Zing Forum

Reading

RC-DPO: Mitigating Hallucination in Multimodal Large Reasoning Models via Reasoning-Conditioned Preference Optimization

Multimodal large reasoning models exhibit strong capabilities in complex visual-language tasks but still face severe hallucination issues. The RC-DPO method introduced in this article effectively mitigates hallucinations and improves the reliability of multimodal reasoning by optimizing the chain of thought (CoT) as a condition for answer generation.
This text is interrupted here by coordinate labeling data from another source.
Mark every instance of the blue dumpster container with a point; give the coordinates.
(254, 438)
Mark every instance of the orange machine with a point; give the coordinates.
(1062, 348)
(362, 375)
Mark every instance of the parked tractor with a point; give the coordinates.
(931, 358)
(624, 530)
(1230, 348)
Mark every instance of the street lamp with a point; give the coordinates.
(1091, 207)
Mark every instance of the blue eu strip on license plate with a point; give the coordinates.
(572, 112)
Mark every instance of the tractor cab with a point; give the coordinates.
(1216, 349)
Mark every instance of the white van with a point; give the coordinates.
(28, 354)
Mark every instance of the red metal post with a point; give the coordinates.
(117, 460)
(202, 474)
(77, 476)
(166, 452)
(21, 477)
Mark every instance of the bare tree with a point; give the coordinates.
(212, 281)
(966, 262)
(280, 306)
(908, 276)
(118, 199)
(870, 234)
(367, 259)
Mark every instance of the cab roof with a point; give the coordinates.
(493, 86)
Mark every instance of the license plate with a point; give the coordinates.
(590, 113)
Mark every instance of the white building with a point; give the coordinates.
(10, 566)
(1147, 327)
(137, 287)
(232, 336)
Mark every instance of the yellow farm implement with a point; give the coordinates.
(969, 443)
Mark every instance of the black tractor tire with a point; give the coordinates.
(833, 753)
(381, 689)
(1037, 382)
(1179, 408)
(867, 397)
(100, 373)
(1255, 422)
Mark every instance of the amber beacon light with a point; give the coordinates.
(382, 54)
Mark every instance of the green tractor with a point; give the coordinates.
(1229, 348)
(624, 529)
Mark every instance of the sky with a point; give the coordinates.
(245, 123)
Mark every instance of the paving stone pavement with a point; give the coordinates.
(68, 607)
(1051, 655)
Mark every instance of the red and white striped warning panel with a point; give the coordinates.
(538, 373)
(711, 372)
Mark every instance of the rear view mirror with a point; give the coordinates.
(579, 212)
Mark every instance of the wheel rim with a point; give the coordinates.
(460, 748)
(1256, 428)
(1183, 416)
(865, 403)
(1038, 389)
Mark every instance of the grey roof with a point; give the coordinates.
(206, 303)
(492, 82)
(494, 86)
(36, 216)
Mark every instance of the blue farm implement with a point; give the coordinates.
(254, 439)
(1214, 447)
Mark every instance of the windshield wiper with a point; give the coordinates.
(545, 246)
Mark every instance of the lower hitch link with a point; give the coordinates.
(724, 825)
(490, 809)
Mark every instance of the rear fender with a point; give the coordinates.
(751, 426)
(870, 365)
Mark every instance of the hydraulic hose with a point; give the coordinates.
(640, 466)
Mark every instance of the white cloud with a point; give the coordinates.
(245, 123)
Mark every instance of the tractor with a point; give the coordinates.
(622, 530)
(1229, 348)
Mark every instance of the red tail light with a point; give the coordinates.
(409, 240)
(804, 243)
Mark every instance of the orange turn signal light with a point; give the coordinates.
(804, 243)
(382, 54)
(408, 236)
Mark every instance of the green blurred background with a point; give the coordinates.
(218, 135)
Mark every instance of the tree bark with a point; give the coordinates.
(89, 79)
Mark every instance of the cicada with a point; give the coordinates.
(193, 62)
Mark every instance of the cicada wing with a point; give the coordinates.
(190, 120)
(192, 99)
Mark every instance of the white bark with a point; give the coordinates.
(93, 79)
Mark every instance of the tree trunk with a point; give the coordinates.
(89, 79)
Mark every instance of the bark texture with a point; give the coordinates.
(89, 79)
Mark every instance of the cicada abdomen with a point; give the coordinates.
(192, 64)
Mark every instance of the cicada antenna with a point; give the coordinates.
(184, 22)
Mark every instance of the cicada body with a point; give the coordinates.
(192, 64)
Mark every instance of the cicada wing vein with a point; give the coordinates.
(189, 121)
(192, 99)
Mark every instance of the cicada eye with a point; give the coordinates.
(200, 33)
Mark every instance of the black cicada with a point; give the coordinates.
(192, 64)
多模态大模型幻觉问题直接偏好优化思维链蒙特卡洛树搜索视觉语言任务推理模型
Published 2026-05-27 11:27Recent activity 2026-05-28 10:19Estimated read 7 min
RC-DPO: Mitigating Hallucination in Multimodal Large Reasoning Models via Reasoning-Conditioned Preference Optimization
1

Section 01

[Introduction] RC-DPO: A New Method to Mitigate Hallucination in Multimodal Large Reasoning Models

This article introduces the RC-DPO method (Reasoning-Conditioned Preference Optimization) published on arXiv, which aims to solve the hallucination problem of multimodal large reasoning models. The core idea is to optimize the chain of thought (CoT) as a condition for answer generation rather than part of the output, thereby improving reasoning reliability. Original paper information: Authors are arXiv authors, source platform is arXiv, original title is Reasoning Matters: Mitigate Hallucination in Multimodal Large Reasoning Models via Reasoning-Conditioned Preference Optimization, link: http://arxiv.org/abs/2605.27906v1, publication time: 2026-05-27T03:27:23Z.

2

Section 02

Research Background and Problem Definition

Multimodal large reasoning models handle complex visual-language tasks through reasoning paradigms but suffer from severe hallucination issues (generating conclusions inconsistent with image content). Existing methods use response-level direct preference optimization (DPO), treating the chain of thought and answer as a whole for optimization, leading to insufficient supervision of the chain of thought with effects similar to optimizing only the answer.

3

Section 03

Limitations of Existing Methods

Key flaws of traditional DPO methods: 1. The optimization objective focuses too much on the correctness of the final answer, ignoring the rationality of the reasoning path; 2. The quality of the chain of thought is not fully evaluated and utilized; 3. Even if the answer is correct, an incorrect reasoning process may still lead to hallucinations, which are difficult to detect.

4

Section 04

Detailed Explanation of the RC-DPO Method

Core Innovations: Explicitly model the chain of thought as a condition for answer generation, and compare preference differences of the same correct answer under different CoT conditions. Method Principles: 1. Conditional modeling (CoT as a condition for generating answers); 2. Contrastive learning (comparing the generation probability of the same correct answer under different CoTs); 3. Reasoning chain alignment (encouraging the generation of reasonable reasoning chains that support the answer). Preference Data Generation: Positive samples use Monte Carlo Tree Search (MCTS) to find CoTs that are visually grounded and logically consistent; negative samples construct reasoning chains with logical flaws through attention-guided CoT token pruning.

5

Section 05

Experimental Results and Effect Evaluation

RC-DPO shows significant improvements over traditional DPO: 1. Reduced hallucination rate and improved consistency between descriptions and image content; 2. Enhanced reasoning quality, with more logically rigorous chains of thought that are strongly associated with the answer; 3. Good cross-model generalization; 4. Better performance in visual question answering and image understanding benchmark tests.

6

Section 06

Technical Significance and Application Prospects

Theoretical Significance: Reveals structural flaws of existing preference optimization methods in complex reasoning tasks, pointing the way for future research; provides a new idea for supervising the reasoning process of models. Application Prospects: Can improve the decision-making credibility of AI systems in high-reliability scenarios such as medical image analysis, autonomous driving visual understanding, and industrial quality inspection.

7

Section 07

Future Research Directions and Conclusions

Future Directions: 1. Extend to more modalities such as audio and video; 2. Explore synergy with reinforcement learning; 3. Optimize computational efficiency (e.g., reduce MCTS overhead); 4. Enhance interpretability (analyze the impact of RC-DPO on model attention and reasoning patterns). Conclusions: RC-DPO effectively mitigates the hallucination problem of multimodal large reasoning models through reasoning-conditioned preference optimization. Its core contribution is optimizing the chain of thought as a condition, achieving fine-grained supervision of the reasoning process, and opening a new path for improving the reliability of multimodal AI.